There’s no denying that the content owner’s content is seen on the linking site and that the viewer has no idea that the content is not part and parcel of that site. That IS a “display” of the content when “display” is used in its ordinary meaning. Whenever a court deviates from the ordinary meaning of a word when it construes a statute it must have a damn good reason.

Huh? Ordinary meaning?!? We have gone through the ordinary meaning and at NO POINT does whoever put up a site with a hotlink display an image. I don’t know what to say here other than that you are wrong. I do not see how you can claim that there is a display “under the ordinary meaning” of the law, when anyone who looks at the facts will immediately see there is no unauthorized display. The file lives in two places, both authorized, and is only displayed in a browser, which we have already agreed is legal.

The Ninth Circuit’s reason for construing “display” to EXCLUDE the obvious fact that visitors to the linking site clearly see the linked-to content was a myopic, technocratic construction diametrically opposed to reality and disputable even under copyright law.

Yes, we understand that you don’t LIKE the fact that the 9th Circuit got it right, but you were the one pointing out that we follow what the law says, not what we wish it to be, right?

But your webpage code tells your website visitors’ browsers to “touch” my image. You’re the same man who tells someone w/o the competence to object to “go the grocery store and take all the money in the cash register.” When you put that unlawful act into motion you’re just as culpable as the person who you instructed to commit the crime.

WOW. Robbing the cash register is a crime. Displaying an authorized image from an authorized server is not a crime.

Analogy fail. And you accuse *me* of hyperbole?

I know – you’re going to say that my coding of my website gave your website visitors’ browsers permission to display my content via their server [the practical result being, of course, that my content appears on your webpage]. You think my coding is my consent for your hotlinking. I’ve already told you that consent law has a long pedigree and should not change to adjust for this technological situation.

Again, fine, if the code is not consent, then everything online (with the minor exceptions of public domain and fair use works) infringes, because when my browser calls it up, it is not authorized. Does that make sense? I mean, I guess you could argue that, but I don’t see why you would want to.

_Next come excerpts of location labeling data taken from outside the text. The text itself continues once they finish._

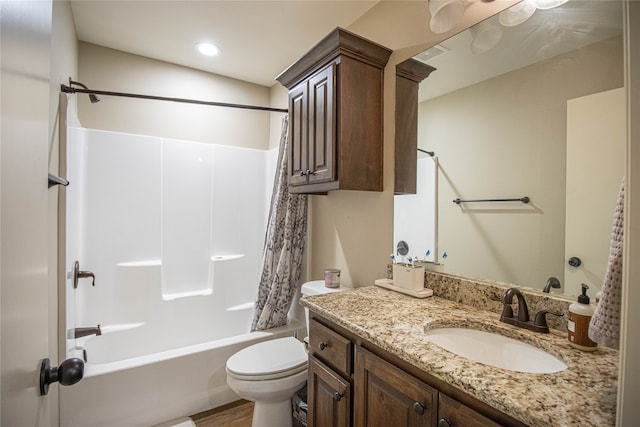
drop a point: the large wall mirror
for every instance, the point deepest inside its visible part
(534, 110)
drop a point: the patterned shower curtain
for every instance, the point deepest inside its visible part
(284, 245)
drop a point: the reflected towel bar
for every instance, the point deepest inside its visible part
(56, 180)
(524, 200)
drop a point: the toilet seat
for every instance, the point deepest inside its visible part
(268, 360)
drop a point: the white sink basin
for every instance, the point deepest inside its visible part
(495, 350)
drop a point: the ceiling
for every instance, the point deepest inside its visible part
(546, 34)
(258, 39)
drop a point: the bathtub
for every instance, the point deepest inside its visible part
(151, 389)
(176, 273)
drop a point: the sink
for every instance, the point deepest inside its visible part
(495, 350)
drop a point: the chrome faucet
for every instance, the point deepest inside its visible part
(552, 282)
(83, 332)
(540, 322)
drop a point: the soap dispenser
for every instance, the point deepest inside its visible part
(578, 324)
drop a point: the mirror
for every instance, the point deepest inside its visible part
(536, 110)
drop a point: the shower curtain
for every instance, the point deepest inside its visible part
(284, 245)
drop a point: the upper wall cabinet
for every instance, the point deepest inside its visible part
(409, 74)
(335, 115)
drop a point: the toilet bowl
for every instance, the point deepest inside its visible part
(270, 372)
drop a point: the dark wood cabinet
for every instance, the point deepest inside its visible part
(335, 109)
(387, 396)
(452, 413)
(350, 380)
(330, 395)
(409, 74)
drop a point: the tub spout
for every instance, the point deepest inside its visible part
(83, 332)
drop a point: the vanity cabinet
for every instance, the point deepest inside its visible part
(331, 397)
(388, 396)
(409, 74)
(351, 380)
(329, 383)
(335, 115)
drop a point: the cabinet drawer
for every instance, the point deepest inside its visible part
(330, 347)
(453, 413)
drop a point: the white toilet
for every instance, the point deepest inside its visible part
(270, 372)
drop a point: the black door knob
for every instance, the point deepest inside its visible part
(68, 373)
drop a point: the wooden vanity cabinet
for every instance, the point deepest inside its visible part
(388, 396)
(335, 115)
(409, 74)
(330, 379)
(331, 397)
(352, 382)
(452, 413)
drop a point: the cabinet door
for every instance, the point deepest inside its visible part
(387, 396)
(298, 135)
(322, 116)
(452, 413)
(329, 397)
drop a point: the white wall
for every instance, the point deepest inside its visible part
(487, 148)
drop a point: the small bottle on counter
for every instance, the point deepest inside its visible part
(578, 323)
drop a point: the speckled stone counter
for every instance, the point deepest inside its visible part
(582, 395)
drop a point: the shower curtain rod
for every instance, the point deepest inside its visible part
(69, 89)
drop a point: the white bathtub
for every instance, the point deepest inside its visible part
(176, 273)
(151, 389)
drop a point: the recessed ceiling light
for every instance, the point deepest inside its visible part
(208, 49)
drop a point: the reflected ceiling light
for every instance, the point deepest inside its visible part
(517, 14)
(549, 4)
(484, 37)
(207, 49)
(445, 14)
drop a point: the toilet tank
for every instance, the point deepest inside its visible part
(315, 287)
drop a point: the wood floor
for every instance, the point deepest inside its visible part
(234, 414)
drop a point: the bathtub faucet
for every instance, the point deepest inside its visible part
(83, 332)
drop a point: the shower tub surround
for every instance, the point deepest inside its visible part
(173, 231)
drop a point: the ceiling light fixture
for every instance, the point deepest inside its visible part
(517, 14)
(208, 49)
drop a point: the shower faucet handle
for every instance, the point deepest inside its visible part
(77, 274)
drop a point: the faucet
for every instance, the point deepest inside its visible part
(540, 322)
(552, 282)
(83, 332)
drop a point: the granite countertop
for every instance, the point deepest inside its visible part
(582, 395)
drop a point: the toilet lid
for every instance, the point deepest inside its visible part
(268, 360)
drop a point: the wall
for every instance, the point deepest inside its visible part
(628, 408)
(111, 70)
(64, 63)
(38, 45)
(491, 144)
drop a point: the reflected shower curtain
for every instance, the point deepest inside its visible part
(284, 245)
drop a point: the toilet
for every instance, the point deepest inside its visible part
(270, 372)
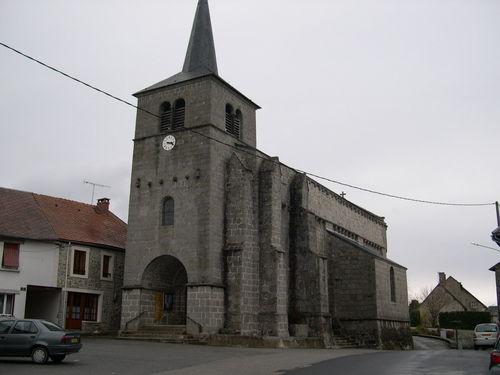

I’ve yet to hear the basis for your argument that it’s so well understood by webpage publishers that coding for “access” IS consent to everyone in the world to show via hotlinking the publisher’s content on every webpage in the world. If you can support that factual assertion then I’d buy your “coding for access is permission to hotlink” assertion.

Ok. I thought I had explained this, but fair enough. This is the foundation of the entire web. You post stuff on your server and make it public — at that point it is WELL RECOGNIZED that the content is authorized.

I can point to a variety of examples of proof of this, but I’m sure you remember a few years back when Gov. Schwarzenegger accused Phil Angelides’ staff of “hacking” his computers to get a certain file. Except that went nowhere after an investigation showed that Schwarzenegger’s staff had put the file on an open web server — thus making it available and effectively *authorizing* it for anyone to access.

You’re not listening – because you’re wedded to your jailhouse lawyer mentality that your one fact is dispositive. That technically ACCURATE fact is one of many, however, that needs to be considered when thinking through whether a hotlink is lawful.

I am listening. I keep looking for these other facts. The only ones you have presented are “it’s display” and “the 9th circuit is wrong.” I have responded to both. If you have other facts, please present them, and I will look at them in turn.